Subject to Review (Theo Anthony, 2019)
Où la décision juste, crédible, ne repose plus sur le témoignage mais sur la trace calculable
Un court de tennis est un espace clos, borné, fermé sur lui-même, qui détermine un dedans et un dehors, un champ et un hors-champ. C’est aussi un terrain c’est-à-dire un territoire, qu’on peut comparer à un emplacement, une propriété, ou encore au territoire d’un Etat-nation. Sur ce terrain évoluent des joueurs et autour de lui une foule d’individus aux fonctions multiples : arbitres, spectateurs, ramasseurs de balles, entraîneurs, etc. Les enjeux financiers sont nombreux : gains des joueurs, salaires des professionnels impliqués, dépenses des spectateurs, publicités, chaînes de télévision, ventes de vêtements, etc.

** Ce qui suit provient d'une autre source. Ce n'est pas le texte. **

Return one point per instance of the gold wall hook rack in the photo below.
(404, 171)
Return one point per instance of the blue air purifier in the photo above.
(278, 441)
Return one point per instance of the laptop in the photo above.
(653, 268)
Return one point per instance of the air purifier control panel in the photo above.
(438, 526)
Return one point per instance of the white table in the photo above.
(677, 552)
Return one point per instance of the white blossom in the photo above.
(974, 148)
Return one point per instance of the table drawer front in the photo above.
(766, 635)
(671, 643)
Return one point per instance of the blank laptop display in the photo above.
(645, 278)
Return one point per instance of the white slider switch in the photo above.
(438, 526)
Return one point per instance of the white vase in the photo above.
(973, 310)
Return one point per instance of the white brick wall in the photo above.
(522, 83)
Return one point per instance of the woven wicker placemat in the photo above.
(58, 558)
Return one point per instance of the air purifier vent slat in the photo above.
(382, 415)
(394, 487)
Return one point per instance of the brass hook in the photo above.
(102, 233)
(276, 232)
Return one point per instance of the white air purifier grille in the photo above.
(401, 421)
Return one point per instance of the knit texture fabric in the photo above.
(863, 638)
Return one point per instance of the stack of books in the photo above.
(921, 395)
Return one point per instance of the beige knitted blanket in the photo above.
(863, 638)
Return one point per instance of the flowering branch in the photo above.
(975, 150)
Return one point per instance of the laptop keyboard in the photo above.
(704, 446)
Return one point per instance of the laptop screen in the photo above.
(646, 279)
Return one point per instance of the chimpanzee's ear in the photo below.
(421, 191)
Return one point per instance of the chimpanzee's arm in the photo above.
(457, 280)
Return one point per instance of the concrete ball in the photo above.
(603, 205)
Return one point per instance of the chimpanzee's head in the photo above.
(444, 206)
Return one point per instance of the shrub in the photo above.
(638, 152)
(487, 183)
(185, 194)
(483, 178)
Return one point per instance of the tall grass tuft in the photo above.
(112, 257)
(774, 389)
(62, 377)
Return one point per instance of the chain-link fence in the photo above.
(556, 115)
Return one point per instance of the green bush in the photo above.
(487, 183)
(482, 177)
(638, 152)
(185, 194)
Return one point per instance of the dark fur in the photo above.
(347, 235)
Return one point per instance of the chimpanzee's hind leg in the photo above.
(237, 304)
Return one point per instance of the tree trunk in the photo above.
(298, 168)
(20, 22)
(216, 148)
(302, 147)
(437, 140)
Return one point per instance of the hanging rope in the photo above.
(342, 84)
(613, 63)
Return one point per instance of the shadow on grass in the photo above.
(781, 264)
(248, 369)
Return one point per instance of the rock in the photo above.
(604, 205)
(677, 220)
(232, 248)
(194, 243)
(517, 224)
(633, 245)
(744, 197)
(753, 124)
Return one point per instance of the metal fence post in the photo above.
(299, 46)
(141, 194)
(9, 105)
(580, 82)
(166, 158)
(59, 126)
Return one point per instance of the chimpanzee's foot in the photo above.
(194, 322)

Par rapport à ces enjeux, la question de savoir qui gagne et qui perd est secondaire. L’important est la qualité du spectacle, sa crédibilité, le sentiment que quelque chose se joue dans une histoire qu’on puisse raconter. Pour légitimer le tournoi, il faut que les règles soient bien connues, qu’elles soient mises en application, et que chaque participant soit traité sur la base de l’égalité et de la justice. Comment garantir, aux yeux de tous, que ces principes soient respectés ?
Le film montre le transfert progressif des décisions à un système automatique nommé Hawk-Eye. Grâce à cet oeil d’aigle fait de capteurs, de dix caméras haute résolution et d’algorithmes, on peut reconstituer avec une précision supérieure à celle de l’oeil humain le trajet de la balle. Le système est capable de répondre à la question toute simple : où la balle est-elle tombée ? par oui ou par non. Il décide de manière supposée objective, sans contestation possible.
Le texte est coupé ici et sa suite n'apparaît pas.